Experiments where run on a M2 Pro Macbook (without Docker).
Run NP-DHMC baseline (with 8 parallel processes)
cd evaluation/pedestrian/nonparametric-hmc
uv run -p python3.10 --no-project --with-requirements=requirements.txt pedestrian.py NP-DHMC 8 1000 100 -n_processes 8 --store_samples
uv run -p python3.10 --no-project --with-requirements=requirements.txt check_results.py
cd ../../..
Run UPIX-MCMC-DCC (with 8 CPU devices)
uv run -p python3.13 --frozen --extra=cpu evaluation/pedestrian/run_comp.py sequential pmap --show_plots -host_device_count 8
Run SDVI baseline (original implementation by Reichelt et al. 2022, with 10 parallel processes)
bash evaluation/gp/sdvi/run_comp.sh 10
Run UPIX-SDVI (with 10 parallel processes)
uv run -p python3.13 --frozen --extra=cpu --with pandas evaluation/gp/run_comp_vi.py cpu_multiprocess vmap_local -num_workers 10
If you do not use the docker image, install the julia packages
julia --project=evaluation/gmm/gen -e "import Pkg; Pkg.instantiate()

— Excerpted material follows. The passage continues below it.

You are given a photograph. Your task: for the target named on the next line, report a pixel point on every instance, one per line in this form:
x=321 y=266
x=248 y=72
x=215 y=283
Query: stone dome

Run RJMCMC Gen baseline (with 8 threads)
julia -t 8 --project=evaluation/gmm/gen evaluation/gmm/gen/gmm.jl 8 25000
Run UPIX-RJMCMC-DCC (with 8 CPU devices)
uv run -p python3.13 --frozen --extra=cpu evaluation/gmm/run_comp.py sequential pmap -host_device_count 8
If you do not use the docker image, install the julia packages
julia --project=evaluation/gp/autogp -e "import Pkg; Pkg.instantiate()"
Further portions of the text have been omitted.